Cela fait bien dix ans que le réalisateur songeait à un tel dispositif : « J’avais développé pour Canal une série sur les oligarques russes, qui n’a pas abouti. Mon coproducteur franco-américain, Alex Berger, m’a présenté aux frères Kessler, les showrunners de “Damages”, consacrée aux avocats d’affaires new-yorkais. J’ai pu assister à quelques séances de travail, à leurs brainstormings. » Que voit-il ? Des scénaristes seniors phosphorant à longueur de journée devant des scénaristes juniors, muets, qui prennent des notes. Aux premiers, l’écriture d’épisodes ; aux seconds, celle de scènes isolées. Todd Kessler lui a raconté comment il est allé résumer “Damages” aux chaînes : « La première question qu’on lui a posée, c’est : pourquoi t’es la meilleure personne pour écrire cette série ? Les séries ont réhabilité la notion d’auteur, perdue après les années 70. Il faut être le plus singulier. Un showrunner, c’est un auteur qui a un collectif à son service. »
Après « Les patriotes » – sur le Mossad – et « Möbius » – sur le FSB –, Rochant semblait le chef d’orchestre idéal pour une série sur la DGSE. Qui a bien accueilli son projet : « On a eu exceptionnellement le droit de filmer une journée leur siège du boulevard Mortier. » Comme dans toute bonne série qui se respecte, il est entré par le « milieu » . « Nos modèles, c’étaient “Mad Men” et “The West Wing”, une peinture collégiale.
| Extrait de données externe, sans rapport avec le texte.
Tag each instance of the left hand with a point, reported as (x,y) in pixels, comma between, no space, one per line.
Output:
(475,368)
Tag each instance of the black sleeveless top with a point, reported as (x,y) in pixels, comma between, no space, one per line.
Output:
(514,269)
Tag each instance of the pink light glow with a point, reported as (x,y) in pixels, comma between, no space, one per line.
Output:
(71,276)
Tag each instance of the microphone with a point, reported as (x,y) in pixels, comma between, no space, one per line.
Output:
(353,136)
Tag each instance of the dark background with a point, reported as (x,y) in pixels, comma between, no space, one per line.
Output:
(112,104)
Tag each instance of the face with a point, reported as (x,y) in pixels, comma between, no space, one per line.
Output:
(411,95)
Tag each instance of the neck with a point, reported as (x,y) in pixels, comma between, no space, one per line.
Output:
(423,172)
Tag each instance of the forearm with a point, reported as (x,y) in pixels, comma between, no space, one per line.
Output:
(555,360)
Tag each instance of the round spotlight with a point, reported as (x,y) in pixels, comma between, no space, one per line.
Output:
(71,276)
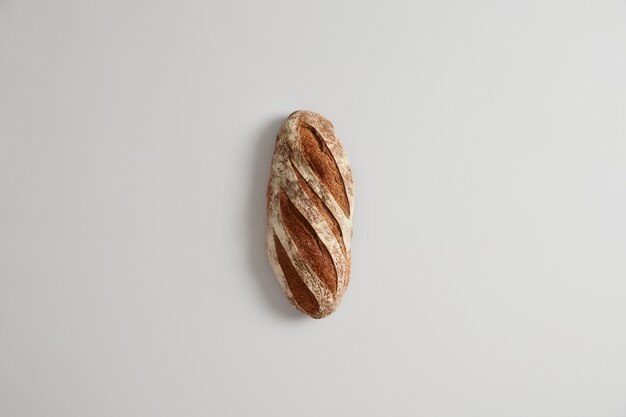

Notre antimodèle, “Homeland”, qui sacrifie tout à l’intrigue au prix de la crédibilité. On avait un faible pour “Mad Men”, car il y a un protagoniste au-dessus du lot, comme ici avec Mathieu Kassovitz, le clandestin qui rentre à Paris après six ans en Syrie. » Ensuite, il ne restait plus qu’à mettre le « milieu » en crise pour éclairer les lignes de fracture. Crise individuelle pour Kassovitz, qui garde sa double identité à Paris. Crise collective pour le service : un clandestin disparaît en Algérie.
Rochant nous emmène devant un grand tableau blanc. Les dix épisodes de la saison 2 y sont résumés avec les lignes narratives des trois personnages principaux. Comment se décide l’attribution d’un épisode à un scénariste ? « Par élimination. J’ai demandé à chacun celui qu’il ne voulait pas écrire. Toute cette organisation, cette concentration aussi des moyens sur un seul lieu, va permettre enfin en France de livrer une saison par an. » Si on était de la DGSE, on photographierait le tout discrètement. Mais on est au Point et l’on note que Rochant le showrunner a conçu son « Bureau » pour trois saisons, à raison de 15 millions d’euros (un bon budget de film français) par an. « The show must go on ! » Canal +. 20h30. Tous les lundis, à partir du 27 avril.